China recorded annual real GDP growth of 8.1% in 2021, one of the highest rates in the world. For most countries, that would be an enviable achievement. However, for China, this return to high growth was largely a consequence of the rebound to growth of a meager 2.3% in 2020. Therefore, more careful efforts should be made this year by the country. in order to achieve the real growth of about 5.5%. rate.
In addition to the COVID-19 pandemic and the tariff war between the United States and China, two other uncertainties are emerging on the global horizon that could have profound implications for the recovery of the global economy in the sense of large. One is the conflict between Russia and Ukraine, which could drag on and even escalate into something like a direct confrontation between the US-led Western alliance and nuclear-armed Russia.
The other is the increasingly hawkish moves by the US Federal Reserve to raise interest rates to control the country’s runaway inflation. Higher rates in the United States will undoubtedly attract more capital to Wall Street. Thus, monetary tightening by the United States will continue to create a highly disruptive ripple effect on the stability of bonds and equities in developing economies, including China.
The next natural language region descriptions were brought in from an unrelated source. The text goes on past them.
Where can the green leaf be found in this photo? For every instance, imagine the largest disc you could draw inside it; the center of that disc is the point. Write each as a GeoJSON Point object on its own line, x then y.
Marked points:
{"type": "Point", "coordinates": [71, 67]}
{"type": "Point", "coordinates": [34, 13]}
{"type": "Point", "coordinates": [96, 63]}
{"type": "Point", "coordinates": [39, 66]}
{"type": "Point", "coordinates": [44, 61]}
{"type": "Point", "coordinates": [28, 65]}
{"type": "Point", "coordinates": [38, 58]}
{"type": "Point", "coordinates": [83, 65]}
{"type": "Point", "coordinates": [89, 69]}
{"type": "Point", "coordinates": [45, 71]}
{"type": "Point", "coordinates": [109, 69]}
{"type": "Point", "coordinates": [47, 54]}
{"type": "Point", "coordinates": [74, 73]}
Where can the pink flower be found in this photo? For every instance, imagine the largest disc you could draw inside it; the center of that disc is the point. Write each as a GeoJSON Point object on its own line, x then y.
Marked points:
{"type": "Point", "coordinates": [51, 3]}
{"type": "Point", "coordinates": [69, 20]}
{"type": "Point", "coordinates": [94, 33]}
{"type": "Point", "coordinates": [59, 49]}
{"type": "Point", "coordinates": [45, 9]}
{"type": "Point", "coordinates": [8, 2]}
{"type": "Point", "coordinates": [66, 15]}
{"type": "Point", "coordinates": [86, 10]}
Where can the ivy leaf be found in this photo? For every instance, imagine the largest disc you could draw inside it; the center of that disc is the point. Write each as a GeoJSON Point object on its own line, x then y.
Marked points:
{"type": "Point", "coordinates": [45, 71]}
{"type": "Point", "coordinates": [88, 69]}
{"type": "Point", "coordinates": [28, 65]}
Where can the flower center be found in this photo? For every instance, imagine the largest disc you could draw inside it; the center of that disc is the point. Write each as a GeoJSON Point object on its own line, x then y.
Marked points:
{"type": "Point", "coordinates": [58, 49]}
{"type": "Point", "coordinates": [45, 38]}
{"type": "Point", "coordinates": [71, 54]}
And it deserves the attention of policy makers.
China should be the ballast to lead growth. The global economy is becoming increasingly integrated, as any shift in the public health, geopolitics and macroeconomic environment – reflected by the pandemic, the Ukraine crisis and soaring inflation in the United States – must have an impact on China’s growth prospects. But as the world’s second-largest economy, continued robust growth is important, not just for China itself but for many other countries.